A member of World Network For Saving Cildren From Radiation attended the Rally at Washington D.C. on September 20-22, 2012.
I was most touched by Congressman Dennis Kucinich's remarks for the people of Japan and by the ensuing standing ovation by the audience. My speech was well received, and I appreciated the compliments and the encouragement. Some organizations offered to help with our efforts to save the children of Fukushima.
One of the participants was Julie. I met her during a Message of Affirmation at the museum of the American Indian on the second day. She grew up near the Hanford nuclear power plant in Washington, the former plutonium plant which is claimed to be one of the most contaminated places in the US. She had Thyroid Cancer when she was a child in the 60's. Her eyes welled up when she talked about her experience and long battle with cancer. "Of course, no one thought my cancer was caused by the radiation I was exposed to.", she said. She survived cancer and is a quiet but determined warrior against nuclear power.

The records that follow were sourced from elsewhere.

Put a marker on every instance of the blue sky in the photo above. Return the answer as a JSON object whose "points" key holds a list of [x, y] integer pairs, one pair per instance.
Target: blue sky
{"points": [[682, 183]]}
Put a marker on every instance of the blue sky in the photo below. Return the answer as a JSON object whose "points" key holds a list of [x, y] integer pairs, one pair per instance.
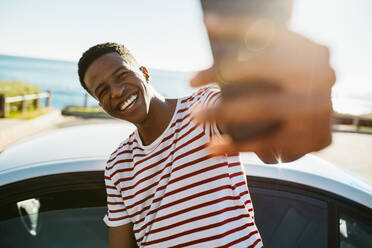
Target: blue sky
{"points": [[168, 34]]}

Then I noticed a tall, beautiful African American girl standing next to us. I couldn't help speaking to her and asked if she knew about the Fukushima accident. She said no. I explained to her about the incident and sufferings of the children, and introduced Julie, the victim of the nuclear power. Then the girl slowly pulled her turtle neckshirt down to show her surgical scar and said, "I have thyroid cancer, too. So has my uncle." She was not there for the rally. She came to the museum for a field trip. She just happened to be there. The Fukushima Radiation-Thyroid Cancer connection! Somehow the three of us were brought to the place and shared the moment. And this beautiful girl's name was ASIA. I even bumped into her and her school mates after we left the museum. I gave her my biggest smile waving my hand while praying that she would be OK. Then I thought about the children of Fukushima. They are always on my mind.
The participants for the 3-day rally were from all over the US. I learned a lot from them about their ongoing problems with their nearby nuclear power plants, labs and uranium mining. They all admire what German and Italy have achieved but face the reality that the nuclear-free movement in the US is a minority and that much more grass root efforts are needed. The situation is similar to that of Japan before the Fukushima disaster. The US government promotes nuclear power, and the majority support their policy. But the activists are well informed and determined to make a change.
The Occupy the Nuclear Regulatory Commission event, on the second day, attracted many people to protest in front of the NRC building. Passionate discussion for the future movement took place all day at the strategy session on the last day. The need for the international human aid organization to help people like the children of Fukushima is suggested. The participants also formed regional groups to share ideas in order to cooperate with one another after the rally.
I would like to thank Congressman Dennis Kucinich, organizers from Coalition Against Nukes, Priscilla Star and Michael Leonard and fellow speakers.